Globalization is a dynamic set of social processes that is transforming our present social condition of nationality into one of globality, characterised by tight global economic, political, cultural, and environmental interconnections that make most of the currently existing borders and boundaries irrelevant.
The economic dimension of globalisation is highly significant in shaping contemporary societies and organisations through the intensification and stretching of economic interrelations worldwide. Its key components include the deregulation of interest rates, the removal of credit controls, and the privatisation of government-owned banks and financial institutions. Globalisation of financial trading allows for increased mobility among different segments of the financial industry, with fewer restrictions and greater investment opportunities.

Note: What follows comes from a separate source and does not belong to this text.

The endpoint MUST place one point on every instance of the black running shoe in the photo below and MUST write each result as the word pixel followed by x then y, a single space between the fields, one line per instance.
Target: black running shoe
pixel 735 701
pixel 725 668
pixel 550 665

The enhanced role of international economic institutions such as the International Monetary Fund (IMF), World Bank, and World Trade Organisation (WTO) enjoy the privilege position of making and enforcing the rules of the global economy. In return for supplying much-needed loans to developing countries these institutions implemented the structural adjustment programs, mainly directed at countries with large foreign debts. It can be observed the impacts that trade liberalisation policies have on industries in the third world.

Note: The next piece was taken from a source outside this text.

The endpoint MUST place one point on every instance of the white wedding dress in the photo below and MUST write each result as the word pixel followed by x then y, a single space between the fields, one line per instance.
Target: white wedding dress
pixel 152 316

But globalisation is a multidimensional concept that is not easily reduced to just the economic dimension. The intensification of global economic interconnections is set into motion by a series of political decisions. The political dimension of globalisation refers to the intensification and expansion of political interrelations across the globe. Recent economic developments such as trade liberalisation and deregulation have significantly constrained the set of political options open to states. Thus, global markets frequently undermine the capacity of governments to set independent national policy restrictions.
However, the worldwide intensification of economic and political interaction does not consider in sufficient detail the cultural feasibility of global democracy, which makes the possibility of resistance and opposition just as real as the mutual accommodation and tolerance of differences.
The cultural dimension of globalisation refers to the intensification and expansion of cultural flows across the globe facilitated by the Internet and global media empires that rely on powerful communication technologies to spread their message, giving rise of an increasingly homogenised popular culture underwritten by western culture industry.
Corporate social responsibility (CSR) of business activity is strongly influenced by globalisation, particularly through the change and erosion of national political power. CSR has four kinds of social responsibilities, economic, legal, ethical, and philanthropic. These four components of CSR might be represented as a pyramid with economic responsibilities ‒ and profit motive as the primary incentive ‒ underpinning all other business responsibilities.
Business organisations have also to comply with laws and regulations as the ground rules under which they must operate. These legal responsibilities establish the ground of fair operations and are represented as the next layer on the pyramid. In this way, organisations are expected to perform in a consistent manner with the government and law expectations.
However, society also expects from organisations other activities and practices that are not codified into law. These ethical responsibilities embrace those norms that reflect a concern for what consumers, employees, shareholders and community regard as right, just, and fair (i.e. moral rights), and are represented as the next layer of the CSR pyramid. Thus, corporate behaviour goes beyond mere compliance with laws and regulations.
Globalization, as defined in terms of the deterritorialisation of economic activities, is particularly affecting business ethics in three main areas – culture, law, and accountability.
Within the cultural issues, it could be seen how corporations increasingly engage in overseas markets, suddenly finding themselves confronted with new and diverse ethical demands.
Moral values, which were taken for granted in the home market, may get questioned as soon as corporations enter foreign markets.
The legal issues are closely linked with ethics and law. As soon as a company leaves its home territory the legal framework becomes very different. Consequently, managers can no longer simply rely on the legal framework when deciding on the right or wrong of certain business practices.
Finally, globalization leads to a growing demand for corporate accountability where business ethics can respond to the various stakeholders’ claims.
Writing CRS strategies is an important step but implementing them can be a different story as the good intentions do not always come into practice as planned.